State regulators are expected to vote Wednesday on Public Service Company of New Mexico’s plan to exit the Four Corners coal plant in December 2024, but commissioners question whether PNM is entitled to full recovery of investments in the facility.
The state Energy Transition Act authorizes PNM to use low-cost bonds paid for by customers to recover all investments already included in the utility’s base rates. And, according to PNM, that includes about $150 million it previously spent on pollution controls to keep the plant running in compliance with federal regulations.
The Public Regulation Commission did “provisionally” approve those investments for inclusion in rates, starting in January 2019, but under the explicit condition that the PRC later review the prudence of those expenditures in PNM’s next rate case. PRC Hearing Examiner Anthony Medeiros says the PRC retains its authority to do that prudence review even after PNM sells the ETA-authorized bonds for recovery.
If the commission later rules the pollution investments were imprudent, it could order PNM to credit all money collected from ratepayers for those expenditures back to customers, Medeiros told commissioners at an open public meeting last week.
But commissioners fear the issue could wind up at the Supreme Court, because PNM says the ETA now eliminates PRC authority to deny cost recovery through a prudence review, because the pollution investments were already in its rate base when the ETA took effect in summer 2019.

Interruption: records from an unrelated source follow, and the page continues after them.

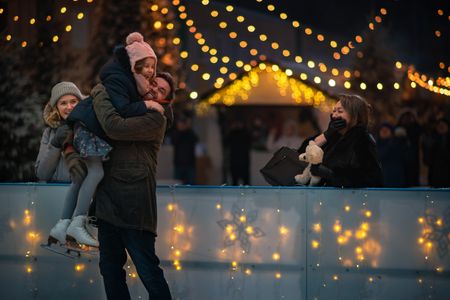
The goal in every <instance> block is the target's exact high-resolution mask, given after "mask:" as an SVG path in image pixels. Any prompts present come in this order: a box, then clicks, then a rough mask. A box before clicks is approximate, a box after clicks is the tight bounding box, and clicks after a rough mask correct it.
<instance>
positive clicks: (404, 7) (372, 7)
mask: <svg viewBox="0 0 450 300" xmlns="http://www.w3.org/2000/svg"><path fill="white" fill-rule="evenodd" d="M221 2H223V3H230V4H233V5H236V6H240V7H245V8H248V9H251V10H252V11H258V12H261V13H266V14H272V15H276V14H275V13H270V12H268V11H267V9H266V8H265V7H266V6H267V5H268V4H273V5H275V7H276V10H275V12H278V14H279V13H280V12H286V13H287V14H288V16H289V18H290V19H291V18H293V19H297V20H299V21H300V23H301V24H302V23H303V24H304V25H305V26H311V27H312V28H315V29H316V30H318V31H320V32H322V33H324V34H327V35H329V36H333V35H336V36H342V37H348V40H350V39H352V37H354V36H355V35H356V34H360V33H361V32H362V31H363V30H366V29H367V28H368V27H367V25H368V23H369V19H371V15H372V16H374V14H379V10H380V8H382V7H384V8H386V9H387V10H388V14H387V15H386V16H384V17H383V22H382V24H381V25H382V26H383V27H384V29H385V30H386V31H387V34H388V36H387V43H389V44H390V45H387V46H388V47H389V48H392V49H393V50H394V53H395V54H396V57H397V58H398V60H400V61H402V62H406V63H408V64H414V65H415V66H416V67H417V68H418V69H419V70H420V71H422V72H428V73H430V74H436V75H437V74H439V75H445V76H448V72H447V71H446V70H440V69H439V66H438V64H439V62H444V63H445V65H446V66H447V67H448V66H449V64H450V40H449V37H450V26H449V25H450V20H449V19H448V16H449V15H450V1H444V0H397V1H392V0H391V1H386V0H385V1H380V0H378V1H376V0H366V1H364V0H361V1H353V0H352V1H350V0H327V1H304V0H303V1H302V0H284V1H273V0H271V1H267V0H263V1H262V2H261V3H258V2H256V0H245V1H239V0H221ZM438 9H442V10H443V11H444V14H443V16H439V15H438V13H437V11H438ZM372 20H373V17H372ZM377 26H380V25H379V24H377ZM377 26H376V28H377ZM435 30H440V31H441V37H440V38H437V37H436V35H435V33H434V32H435Z"/></svg>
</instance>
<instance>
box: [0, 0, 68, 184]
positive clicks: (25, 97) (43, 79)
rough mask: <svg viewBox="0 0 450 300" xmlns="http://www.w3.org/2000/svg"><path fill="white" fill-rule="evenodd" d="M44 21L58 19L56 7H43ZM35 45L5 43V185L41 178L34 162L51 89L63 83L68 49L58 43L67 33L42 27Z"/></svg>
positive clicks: (0, 98)
mask: <svg viewBox="0 0 450 300" xmlns="http://www.w3.org/2000/svg"><path fill="white" fill-rule="evenodd" d="M39 4H40V5H42V6H40V7H39V8H41V10H38V14H37V16H38V19H39V20H44V19H45V16H47V15H55V14H54V9H55V6H54V5H53V2H49V1H42V2H41V3H39ZM31 30H33V33H34V37H35V39H34V40H29V41H28V45H27V46H26V47H21V45H19V44H17V41H20V38H17V39H15V40H13V41H12V42H4V41H3V42H2V43H1V44H0V49H1V52H2V55H1V56H0V68H1V70H2V72H3V76H1V77H0V95H1V97H0V101H1V102H0V105H1V110H0V136H1V137H2V139H1V142H0V147H1V148H0V180H2V181H5V180H8V181H28V180H34V179H35V172H34V162H35V160H36V156H37V153H38V150H39V142H40V138H41V135H42V131H43V129H44V122H43V120H42V110H43V107H44V104H45V103H46V102H47V101H48V99H49V98H50V91H51V87H52V86H53V85H54V84H55V83H57V82H58V81H60V80H61V78H62V76H63V74H64V68H65V62H64V57H66V58H67V56H66V55H65V54H64V51H62V48H63V45H62V44H61V43H60V42H58V43H54V42H53V41H52V36H53V35H54V34H55V32H61V28H60V23H59V22H58V20H57V19H56V18H55V19H53V20H52V22H37V24H36V26H34V27H32V29H31Z"/></svg>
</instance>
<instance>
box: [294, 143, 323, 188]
mask: <svg viewBox="0 0 450 300" xmlns="http://www.w3.org/2000/svg"><path fill="white" fill-rule="evenodd" d="M298 159H299V160H301V161H306V162H307V163H308V166H307V167H306V168H305V169H304V170H303V173H302V174H298V175H296V176H295V181H296V182H298V183H300V184H302V185H306V184H308V182H309V186H313V185H317V184H318V183H319V182H320V179H321V178H320V177H318V176H314V175H312V174H311V165H317V164H320V163H321V162H322V159H323V150H322V148H320V147H319V146H317V145H316V143H315V142H314V141H309V144H308V146H306V151H305V153H302V154H300V155H299V156H298Z"/></svg>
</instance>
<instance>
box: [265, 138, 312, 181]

“It’s a legal issue hanging over our head,” Commissioner Joe Maestas said at last week’s meeting. “… This is my primary issue in this case. I can see us doing the review on the ‘provisional’ order and the prudence of PNM’s investments, and then that downstream review coming under legal challenge through the ETA.”
Maestas favors excluding the pollution-control investments from the amount it authorizes for PNM to recover through bonds. That could, possibly, avoid a potential legal battle over PRC ability to later order rebates to customers on money already included in the bonds, assuming the commission found the pollution expenditures to be imprudent, Maestas said.
But doing that could immediately create a legal morass, because no ruling on imprudence yet exists to justify exclusion of those investments from bond financing under the ETA, according to Medeiros.
The PRC will vote on two separate orders on Wednesday, one to approve or deny PNM’s early exit from the coal plant, and the second to approve or deny investment recovery through the bonds.
Medeiros supports PNM’s exit plan, whereby the utility would sell its 13% share in the plant to the Navajo Nation, which already owns a 7% stake in the facility.
The remaining plant co-owners – which include Arizona Public Service, the Salt River Project and Tucson Electric Power – would likely continue operating the facility through 2031. But under agreements that PNM negotiated with them, the facility would move to seasonal operations starting in fall 2023, potentially reducing carbon emissions by up to 25% annually.
Customers could save up to $300 million over 20 years by PNM exiting the plant and replacing the coal-fired generation with cheaper renewables. But total savings will depend on the particular replacement resources authorized by the PRC in future hearings.
The financing issue, however, complicates the abandonment issue, because once abandonment is approved, PNM’s right for cost recovery through bonds automatically kicks in under the ETA. The PRC could then face a potential legal challenge if it denies bond financing, or limits the amount eligible for recovery.